By Arti Patel
Chicago: After reading the report — Sri Sri Ravi Shankar inaugurates Vivekananda Spiritual Center — by J.V. Lakshmana Rao published in India Tribune dated July 31, I am motivated to write the inter-connectivity of meditation, spirituality and religion.
Devout Hindus are familiar with diyas, tikkas, incense sticks, the mysterious mantras that priests chant, the numerous fasts, and the holy days observed on the Hindu calendar.
However, it is possible to be a sincere devotee without involving any of those material things. Of course, while being a Hindu does not require even one temple visit, spirituality moves beyond the realms of just Hinduism. Spirituality is relatable enough to swallow the devotion of all the people in the world.
“But, is religion not the same thing as spirituality,” spiritual teachers from all religions have been asked, and all those spiritual teachers answer something to essence of “no!”
In fact, religion and spirituality, while related, are widely different. Religion is based on a firm institution that followers can physically visit. Religion has a specific doctrine and requirements for devotees — that guide day-to-day life. Religion also believes in a higher power than man. Usually, we choose to follow a specific religion because we believe that is the only way to salvation.
Spirituality, on the other hand, is more abstract. It focuses on the individual conscience, and the inner-self. It preaches loving God rather than fearing Him. Spirituality places the holy shrine not at an outside place that one visits, but rather in one’s heart. It puts emphasis on the feeling that God is very reachable and can be found in one’s heart, rather than in a distant place called heaven. Spiritual teachers often teach of tolerance; and that all religions are a pathway to salvation.

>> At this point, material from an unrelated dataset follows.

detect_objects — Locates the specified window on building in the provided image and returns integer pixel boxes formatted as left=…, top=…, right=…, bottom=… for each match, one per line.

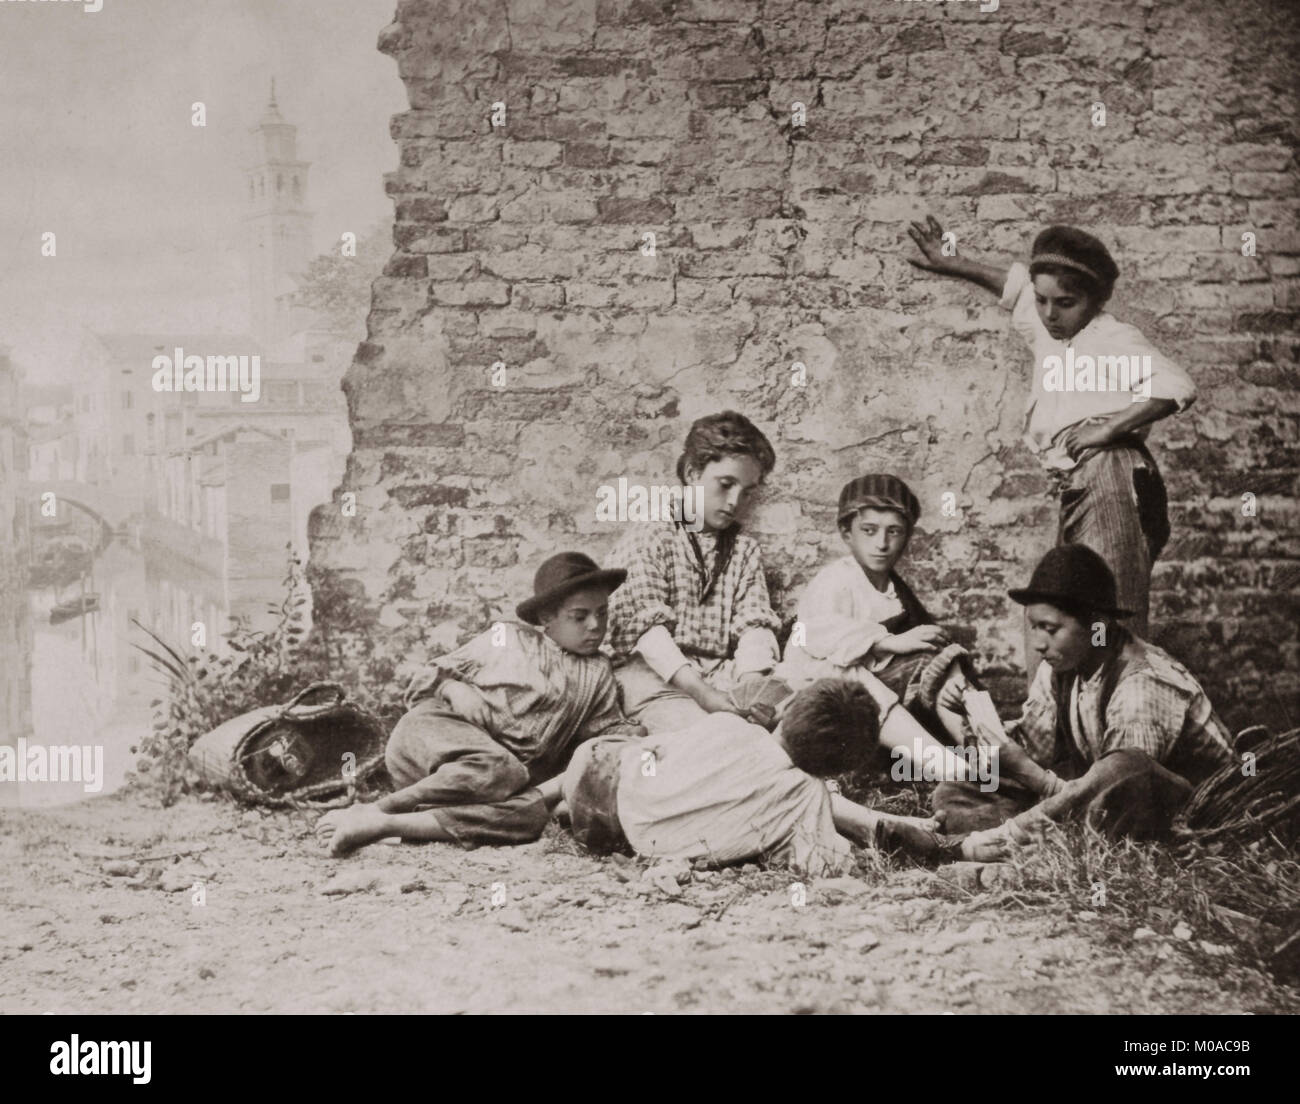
left=121, top=391, right=134, bottom=410
left=267, top=381, right=297, bottom=404
left=270, top=483, right=290, bottom=503
left=122, top=434, right=134, bottom=456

Don’t both of these sound familiar? Often, people are brought up with the teachings of both their religious institution and the teachings of spiritual seekers from that same religion, leaving both their spiritual and religious education ambiguous.
That ambiguousness leaves followers confused about what is true and what they should believe.

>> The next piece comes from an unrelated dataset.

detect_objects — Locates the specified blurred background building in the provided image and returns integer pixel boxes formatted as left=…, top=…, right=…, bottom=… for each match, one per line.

While no one can control other’s thoughts, there are many advantages to put a little more emphasis on spirituality rather than just on religion alone.
For example, there are several components to human health, such as physical, mental, and emotional. Spiritua-lity is actually one of those components, meaning, if we want to lead a generally healthy life, understanding and connecting with the inner self is vital. Humans seeking to attain a sense of well-being are told to meditate and peacefully reflect on their lives.
Thus, being spiritual rather than religious increases one’s understanding of one’s life and surroundings. That understanding opens a world of benefits. One, who understands oneself, makes better decisions, is more mature, and is more confident of oneself. Such people with self-confidence are then generally successful in their endeavors.
Being spiritual also makes one feel more connected to all humans, rather than only the people who share one’s religion. For instance, two spiritually inclined Hindus can discuss conscience or the proximity of God with as much understanding as a spiritually inclined Hindu and a spiritually inclined Muslim; or a spiritually inclined Muslim and a spiritually inclined Christian; or a spiritually inclined Christian and a spiritually inclined Buddhist; or a spiritually inclined Buddhist and a spiritually inclined Jain; or all of them in one conversasion.
While discussions between squarely religious people act as separating acts, discussions between spiritual people are bonding acts. Thus, spiritual people can go anywhere in the world and feel like a part of the people there.
In the end, whether we believe in this god or that god, or whether we believe in any god at all, our spirituality does not and should change. That is the universality of spiritual thinking.
Spirituality connects body, mind and soul. Meditation helps to realize that fact.